The Football Association’s decision not to light the Wembley arch in honour of those who died in the Hamas attacks on Israel has been branded “antisemitic” by a Conservative former minister.
Sir Michael Ellis said the FA “seem to regret every death and injustice, apart from the death of Jews”.
Last month, the FA faced criticism when it chose not to light the arch in the colours of the Israeli flag after the attacks on its citizens by Hamas militants on October 7.
Sport and entertainment
Following this, chief executive Mark Bullingham said his organisation would review its approach to lighting the arch.
The PA news agency understands it is now unlikely to be lit in future except for matters directly related to Wembley’s purpose as a sport and entertainment venue.
But it could still be lit in other exceptional circumstances, such as the death of the monarch or an England footballer.
Sir Michael (Northampton North) said: “The FA board who for years lit up Wembley for numerous causes and campaigns have today now said they will not light up Wembley ever again for any non-entertainment reason.
“This is because they’ve been shamed by their antisemitic decision not to light up the stadium when 1,400 Jews were murdered in the pogrom on October 7.
“Should the National Lottery even fund organisations that seem to regret every death and injustice, apart from the death of Jews?”
In response, Commons Leader Penny Mordaunt said: “The Culture Secretary (Lucy Frazer) discussed the lighting of the arch with the Football Association at the time and expressed her disappointment about how they approached that situation.
“As announced in the autumn statement we are making further funds available to combat the rise in antisemitism and also we are repeating the £3 million uplift to the Community Security Trust in order to fund and ensure that the work, the critical work that they do, is able to continue and meet the unfortunate demand.
“My honourable friend makes a very good point, we can all, whatever businesses, whatever organisation we are involved in, we can all make a difference to calling things out, but also critically showing support to particular communities.”
Inclusion and diversity
It is understood the FA will no longer light the arch in relation to inclusion and diversity matters, such as being lit up in rainbow colours to support the LGBTQ+ community.

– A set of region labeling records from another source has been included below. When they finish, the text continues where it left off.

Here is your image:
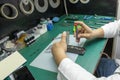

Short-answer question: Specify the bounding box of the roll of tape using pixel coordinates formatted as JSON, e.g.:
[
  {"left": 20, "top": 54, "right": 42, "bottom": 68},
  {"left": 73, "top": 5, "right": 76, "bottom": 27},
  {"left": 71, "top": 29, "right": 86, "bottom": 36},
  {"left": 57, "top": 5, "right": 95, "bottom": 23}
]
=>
[
  {"left": 19, "top": 0, "right": 34, "bottom": 15},
  {"left": 34, "top": 0, "right": 48, "bottom": 13},
  {"left": 69, "top": 0, "right": 79, "bottom": 4},
  {"left": 0, "top": 3, "right": 18, "bottom": 19},
  {"left": 49, "top": 0, "right": 60, "bottom": 8},
  {"left": 80, "top": 0, "right": 90, "bottom": 4}
]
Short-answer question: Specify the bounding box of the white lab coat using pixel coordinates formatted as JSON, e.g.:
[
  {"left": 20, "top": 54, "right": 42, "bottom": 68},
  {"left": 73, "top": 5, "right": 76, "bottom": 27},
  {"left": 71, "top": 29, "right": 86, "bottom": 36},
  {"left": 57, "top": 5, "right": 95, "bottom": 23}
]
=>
[{"left": 57, "top": 20, "right": 120, "bottom": 80}]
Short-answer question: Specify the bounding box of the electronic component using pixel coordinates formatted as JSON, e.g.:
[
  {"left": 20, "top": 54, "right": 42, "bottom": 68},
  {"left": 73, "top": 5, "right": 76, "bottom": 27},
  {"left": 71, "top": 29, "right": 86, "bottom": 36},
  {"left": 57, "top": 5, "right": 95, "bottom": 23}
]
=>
[
  {"left": 13, "top": 66, "right": 35, "bottom": 80},
  {"left": 67, "top": 45, "right": 85, "bottom": 55}
]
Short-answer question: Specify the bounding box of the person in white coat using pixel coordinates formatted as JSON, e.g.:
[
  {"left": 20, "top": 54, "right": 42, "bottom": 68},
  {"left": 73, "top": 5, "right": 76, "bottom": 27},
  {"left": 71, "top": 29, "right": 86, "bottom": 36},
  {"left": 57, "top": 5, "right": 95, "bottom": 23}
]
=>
[{"left": 52, "top": 20, "right": 120, "bottom": 80}]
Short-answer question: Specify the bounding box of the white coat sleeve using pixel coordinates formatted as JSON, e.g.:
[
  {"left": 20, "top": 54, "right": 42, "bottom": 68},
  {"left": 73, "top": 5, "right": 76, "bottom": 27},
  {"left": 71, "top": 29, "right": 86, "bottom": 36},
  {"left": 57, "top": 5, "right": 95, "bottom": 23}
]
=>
[
  {"left": 57, "top": 58, "right": 120, "bottom": 80},
  {"left": 101, "top": 20, "right": 120, "bottom": 38}
]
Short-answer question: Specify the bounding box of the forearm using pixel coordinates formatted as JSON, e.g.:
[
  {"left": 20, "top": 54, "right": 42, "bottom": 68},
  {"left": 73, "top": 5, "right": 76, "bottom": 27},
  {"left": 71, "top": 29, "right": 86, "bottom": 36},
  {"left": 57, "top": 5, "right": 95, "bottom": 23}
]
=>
[{"left": 101, "top": 20, "right": 120, "bottom": 38}]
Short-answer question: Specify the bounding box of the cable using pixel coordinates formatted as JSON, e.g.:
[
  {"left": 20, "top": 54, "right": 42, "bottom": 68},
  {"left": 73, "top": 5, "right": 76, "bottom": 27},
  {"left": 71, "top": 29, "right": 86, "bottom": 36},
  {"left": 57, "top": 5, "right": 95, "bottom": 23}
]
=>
[
  {"left": 49, "top": 0, "right": 60, "bottom": 8},
  {"left": 0, "top": 3, "right": 18, "bottom": 19},
  {"left": 80, "top": 0, "right": 90, "bottom": 4},
  {"left": 34, "top": 0, "right": 48, "bottom": 13},
  {"left": 69, "top": 0, "right": 79, "bottom": 4},
  {"left": 19, "top": 0, "right": 34, "bottom": 15}
]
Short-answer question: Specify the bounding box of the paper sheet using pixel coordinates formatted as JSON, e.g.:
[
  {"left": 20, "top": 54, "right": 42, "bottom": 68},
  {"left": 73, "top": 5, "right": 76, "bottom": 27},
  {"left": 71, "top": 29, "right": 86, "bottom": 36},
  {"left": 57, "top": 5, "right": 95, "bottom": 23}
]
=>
[
  {"left": 30, "top": 34, "right": 86, "bottom": 72},
  {"left": 0, "top": 51, "right": 26, "bottom": 80}
]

However, the FA still intends to use the power of the sport to support a range of campaigns and causes in other, meaningful ways.
Last month, Mr Bullingham said: “I recognise that our decision caused hurt to the Jewish community, who felt that we should have lit the arch and that we should have shown stronger support for them.
“This was one of the hardest decisions we’ve had to make and the last thing we ever wanted to do in this situation was to add to the hurt.”